Monday 30 June 2014

The NHS: fit for 1948 but for 2014?

This past weekend I decided to spend more time reading the newspapers and leaving the do-it-yourself projects for another day. Consequently I got stuck into an article in The Observer about the NHS' funding crisis, what might happen and what the King's Fund thought should happen.

All interesting stuff, but I felt that while many of their suggestions made some sense they were missing the point about what is really going on in healthcare in the United Kingdom. Maybe they need to reflect a little using Geoffery Vickers' idea of appreciative systems.


Vickers suggested that we observe the flux of time passing as manifested by ideas and events, compare them with our internalised standards and then decide how to respond. The NHS as it currently operates is based on society's needs in 1948: a war-wracked society where infectious diseases and poor living conditions were major problems. Illnesses could be treated and the people would return home to live out the rest of their harder but shorter lives.

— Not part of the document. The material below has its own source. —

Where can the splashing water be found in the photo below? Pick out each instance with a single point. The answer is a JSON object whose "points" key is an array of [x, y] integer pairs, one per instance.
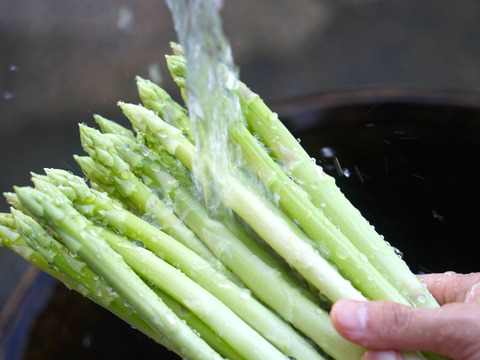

But the flux of time moves on and by the time we react the situation has changed: our responses are therefore always that bit too late. So it is with healthcare: we now have a relatively affluent society characterised by good general levels of health leading to an ageing population where chronic diseases of old age are much more prevalent, and one where lifestyle illnesses such as obesity and lack of general fitness are placing increasing demands on the NHS. But the standards used in the monitoring process seem to be unchanged. Organisations like the King's Fund still look for ways to make the NHS work better within the 1948 paradigm.

The rich picture below tries to capture some of the issues that are affecting health today.


The food and drinks industry encourages people to drink sugar and alcohol and eat fat, all of which when consumed to excess cause health problems. The running down of public leisure facilities through austerity programmes, selling school playing fields and minimising the importance of competitive games in schools (as just a few policies) mean that people take less exercise and keep less healthily fit. Big Pharma relies on medicalising life so that it can sell drugs and treatments to the healthcare industry, so has little interest in a healthy population.

Seen in this light, current government policies to encourage more private enterprise to run parts of the health service seem like plans to let lunatics run the asylum - it's a great business plan if one part of the corporate empire makes people sick while another makes them better so they can keep consuming. Other plans to review targets and enforce more inspections and regulation will just drive problems to another part of the system. Scandals like that in the Mid Staffordshire NHS Trust will continue to reappear in different guises.

The problem is therefore one of system boundaries. While the NHS is seen to be there to treat illness rather than to promote health neither it nor associated politicians will look to take on the real causes of poor health, the systemic ones of poor public health policies, corporate interests in promoting illness and an increasingly sedentary population. Powerful systemic factors mean that it is likely to stay as it is.

The NHS is a fantastic service we in the UK should be proud of. But perhaps its past successes are stopping us from looking at what health systems should be about in 2014?